Before this year, Holy Week was something I mostly watched from a distance.
I knew what it was about—the palms, the cross, the empty tomb—but I never really entered into it. I stayed on the edges, comfortable and detached.
This year at Newman University Church, it felt like I finally stepped inside the garden. Not a bright, blooming garden (not yet, at least). It felt more like Gethsemane: dark, heavy, and uncomfortable.
Palm Sunday felt like standing at the threshold of something that even the apostles themselves didn’t fully understand. I held a palm in my hand and listened to the Passion being read aloud while it hit me that the same crowd shouting “Hosanna” would also be shouting “Crucify Him” in just a few days. It reminded me that praise comes easy but true faith is a choice.
Holy Thursday brought me deeper. Watching the washing of the feet, hearing the call to serve, and staying after Mass to pray with the Eucharist was quiet and raw, like sitting with Christ in Gethsemane when He asked His friends to stay awake with Him. The church grew more silent as the night went on, and for the first time I understood that silence isn’t empty—it’s full of a love willing to suffer.

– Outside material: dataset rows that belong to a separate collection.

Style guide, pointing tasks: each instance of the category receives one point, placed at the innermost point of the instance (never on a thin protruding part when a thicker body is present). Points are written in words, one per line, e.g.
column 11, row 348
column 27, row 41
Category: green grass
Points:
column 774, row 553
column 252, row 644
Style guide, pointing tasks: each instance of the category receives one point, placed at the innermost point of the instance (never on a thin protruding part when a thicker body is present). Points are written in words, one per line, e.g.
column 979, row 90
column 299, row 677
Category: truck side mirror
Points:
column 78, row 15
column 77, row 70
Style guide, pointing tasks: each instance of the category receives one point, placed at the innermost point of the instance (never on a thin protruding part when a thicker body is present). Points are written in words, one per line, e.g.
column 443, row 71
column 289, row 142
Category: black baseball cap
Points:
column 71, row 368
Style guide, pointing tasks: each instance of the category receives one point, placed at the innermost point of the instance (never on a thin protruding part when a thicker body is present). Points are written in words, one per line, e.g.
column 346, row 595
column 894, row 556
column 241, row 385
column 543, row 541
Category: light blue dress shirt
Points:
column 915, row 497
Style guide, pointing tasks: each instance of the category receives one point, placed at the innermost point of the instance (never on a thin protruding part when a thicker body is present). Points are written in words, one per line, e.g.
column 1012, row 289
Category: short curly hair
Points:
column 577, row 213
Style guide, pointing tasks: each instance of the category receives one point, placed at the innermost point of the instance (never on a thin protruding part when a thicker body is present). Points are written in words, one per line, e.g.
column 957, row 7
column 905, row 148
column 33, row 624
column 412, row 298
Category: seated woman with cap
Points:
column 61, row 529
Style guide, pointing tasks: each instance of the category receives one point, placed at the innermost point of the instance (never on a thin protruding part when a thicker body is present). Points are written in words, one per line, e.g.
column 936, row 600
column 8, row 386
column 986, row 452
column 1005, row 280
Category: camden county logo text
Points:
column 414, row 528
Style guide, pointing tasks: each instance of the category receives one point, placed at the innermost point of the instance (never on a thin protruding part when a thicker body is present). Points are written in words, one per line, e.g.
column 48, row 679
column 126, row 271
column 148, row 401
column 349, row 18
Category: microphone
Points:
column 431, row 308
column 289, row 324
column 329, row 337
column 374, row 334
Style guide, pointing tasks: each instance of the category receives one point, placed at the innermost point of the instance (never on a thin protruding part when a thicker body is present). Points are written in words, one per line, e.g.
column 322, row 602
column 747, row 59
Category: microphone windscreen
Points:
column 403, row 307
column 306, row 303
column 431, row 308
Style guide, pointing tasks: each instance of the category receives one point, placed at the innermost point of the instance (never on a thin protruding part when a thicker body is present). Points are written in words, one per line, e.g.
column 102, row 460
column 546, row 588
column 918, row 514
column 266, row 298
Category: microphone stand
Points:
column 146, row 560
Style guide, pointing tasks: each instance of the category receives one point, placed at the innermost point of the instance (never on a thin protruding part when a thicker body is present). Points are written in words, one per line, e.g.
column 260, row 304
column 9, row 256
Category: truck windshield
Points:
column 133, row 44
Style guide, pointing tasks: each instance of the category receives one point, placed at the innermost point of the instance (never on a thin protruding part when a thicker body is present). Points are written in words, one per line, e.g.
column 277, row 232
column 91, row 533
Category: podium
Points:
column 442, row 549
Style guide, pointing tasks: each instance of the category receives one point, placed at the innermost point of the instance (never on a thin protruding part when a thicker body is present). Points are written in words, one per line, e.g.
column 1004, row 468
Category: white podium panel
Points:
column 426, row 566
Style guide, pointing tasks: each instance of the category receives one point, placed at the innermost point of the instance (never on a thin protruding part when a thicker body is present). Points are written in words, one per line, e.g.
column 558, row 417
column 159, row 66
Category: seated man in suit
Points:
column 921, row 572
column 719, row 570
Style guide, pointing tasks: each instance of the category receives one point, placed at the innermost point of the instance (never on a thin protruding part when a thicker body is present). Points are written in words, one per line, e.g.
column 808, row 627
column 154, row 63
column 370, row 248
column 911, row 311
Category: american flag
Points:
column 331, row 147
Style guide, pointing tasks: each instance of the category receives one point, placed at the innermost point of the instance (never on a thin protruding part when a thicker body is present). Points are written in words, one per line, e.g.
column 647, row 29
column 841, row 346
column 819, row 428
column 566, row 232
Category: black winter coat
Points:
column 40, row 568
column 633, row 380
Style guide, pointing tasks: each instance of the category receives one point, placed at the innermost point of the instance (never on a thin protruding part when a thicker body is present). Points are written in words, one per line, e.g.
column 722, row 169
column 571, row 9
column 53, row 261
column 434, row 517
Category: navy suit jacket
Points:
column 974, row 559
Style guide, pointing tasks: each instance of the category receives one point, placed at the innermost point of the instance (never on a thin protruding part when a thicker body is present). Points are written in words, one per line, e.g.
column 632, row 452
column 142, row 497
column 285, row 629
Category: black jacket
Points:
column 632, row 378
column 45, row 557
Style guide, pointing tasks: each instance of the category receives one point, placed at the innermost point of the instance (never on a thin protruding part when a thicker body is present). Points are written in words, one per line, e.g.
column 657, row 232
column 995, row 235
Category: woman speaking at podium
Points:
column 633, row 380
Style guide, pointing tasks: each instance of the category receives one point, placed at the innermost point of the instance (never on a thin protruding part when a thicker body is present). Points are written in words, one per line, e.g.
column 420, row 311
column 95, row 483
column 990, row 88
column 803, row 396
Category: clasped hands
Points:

Good Friday was the hardest part. Watching others venerate the cross made the gravity of Christ’s suffering clearer. I found myself imagining I was one of the women weeping at the feet of Jesus, feeling the weight of their grief. Suffering wasn’t just something happening to someone else anymore; it was something Christ chose to carry for me. Yet somehow, even in the heaviness, there was a kind of peace in knowing I didn’t have to hide from it.
Holy Saturday was waiting in the thick silence of the garden. When you can’t see the way forward. When the story feels unfinished. We sat in the tension between death and life, between loss and hope.
Then came Easter, not as an immediate resolution, but as a quiet promise unfolding. Even though Jesus rose, we still find ourselves like the apostles, unsure and questioning if it’s really Him. The resurrection doesn’t erase the struggles or doubts we face. It offers us the space to wrestle with them and find hope in the waiting.
This was the first time I lived Holy Week all the way through. It called me to stay—to stay in the silence, in the heaviness, in the waiting—just as Christ stayed in Gethsemane.